As a user, I have found the ability to manually speculate tasks via the website incredibly useful--so useful that I'm starting to worry about RSI given that each speculation takes a click to the task page, a click to the task, a click on speculate, and a click on the confirm dialog box. These are frequently lost-task-tracker failures, and Hadoop currently just sets a timeout on them.
But how am I beating the current system? I'm comparing some tasks' performance to other tasks in the same job:
1) If there is only one task (either map or reduce) always speculate. Maybe turn this off for clusters that have very few slots, but in the case of >1000 slots or so, this is trivial and would basically prevent jobs taking literally twice as long.
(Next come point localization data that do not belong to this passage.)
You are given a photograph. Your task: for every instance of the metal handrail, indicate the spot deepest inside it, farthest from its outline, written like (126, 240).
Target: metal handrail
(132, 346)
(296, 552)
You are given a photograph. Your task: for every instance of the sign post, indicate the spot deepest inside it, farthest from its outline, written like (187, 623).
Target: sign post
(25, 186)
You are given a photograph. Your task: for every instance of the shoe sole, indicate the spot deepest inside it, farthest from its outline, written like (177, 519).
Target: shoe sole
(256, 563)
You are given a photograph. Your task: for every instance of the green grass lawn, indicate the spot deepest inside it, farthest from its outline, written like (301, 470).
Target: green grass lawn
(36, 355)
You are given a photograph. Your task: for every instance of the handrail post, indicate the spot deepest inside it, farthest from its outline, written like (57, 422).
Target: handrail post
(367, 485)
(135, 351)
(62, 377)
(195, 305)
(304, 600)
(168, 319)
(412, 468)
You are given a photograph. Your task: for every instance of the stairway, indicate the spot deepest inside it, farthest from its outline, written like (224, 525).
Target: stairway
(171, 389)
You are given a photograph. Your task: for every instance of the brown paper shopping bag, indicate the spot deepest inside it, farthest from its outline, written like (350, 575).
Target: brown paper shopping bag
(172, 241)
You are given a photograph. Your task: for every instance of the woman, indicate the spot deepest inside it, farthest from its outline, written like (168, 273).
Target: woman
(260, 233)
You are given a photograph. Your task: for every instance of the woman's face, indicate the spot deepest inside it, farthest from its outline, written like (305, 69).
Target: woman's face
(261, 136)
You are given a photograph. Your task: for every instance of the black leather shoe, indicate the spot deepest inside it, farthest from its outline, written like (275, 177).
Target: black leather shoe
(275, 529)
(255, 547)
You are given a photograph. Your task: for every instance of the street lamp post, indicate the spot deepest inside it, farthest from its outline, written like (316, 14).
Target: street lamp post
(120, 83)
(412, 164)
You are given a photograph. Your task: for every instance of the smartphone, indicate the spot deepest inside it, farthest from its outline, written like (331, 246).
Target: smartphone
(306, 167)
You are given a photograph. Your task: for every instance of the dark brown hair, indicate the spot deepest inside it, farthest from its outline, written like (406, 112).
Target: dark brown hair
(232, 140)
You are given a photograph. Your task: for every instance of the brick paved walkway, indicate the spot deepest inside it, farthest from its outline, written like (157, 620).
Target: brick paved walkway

2) Collect data on other tasks in the same job. If 99% of mappers went from 0% complete to >0% complete in 5 seconds and it's been 5 minutes while the last 5% of mappers change, speculate them. Ditto reducers. Unbalanced data may cause these problems,
3) Collect data on delays. If a task doesn't improve its % complete in some timeframe determined by the other tasks for the same job, speculate the "hung" task.
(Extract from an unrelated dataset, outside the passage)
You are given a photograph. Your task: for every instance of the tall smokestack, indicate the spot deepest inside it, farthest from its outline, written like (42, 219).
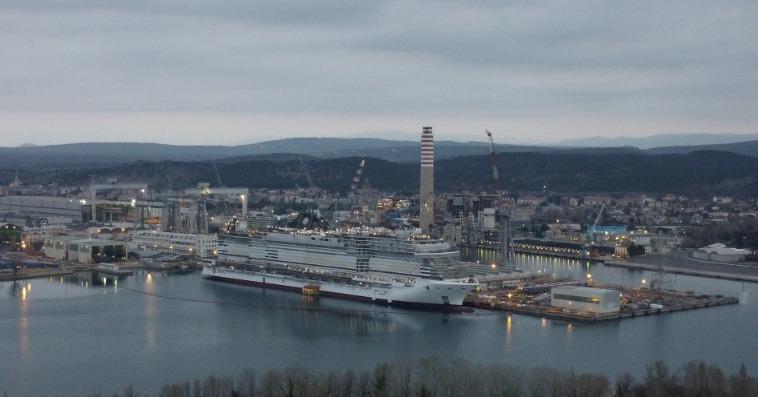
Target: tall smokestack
(426, 196)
...in other words, I agree that there is probably an easy way to model the failed tasks, but only from a modeling perspective. Getting the heuristics and models right and implementing them is probably much much more difficult than implemeting "hadoop job -speculate-task task_identifier_here."
But also, and implementing the latter is necessary to discover how and when the heuristics themselves are failing...giving users the ability to do this also gives admins the ability to see when users are doing this.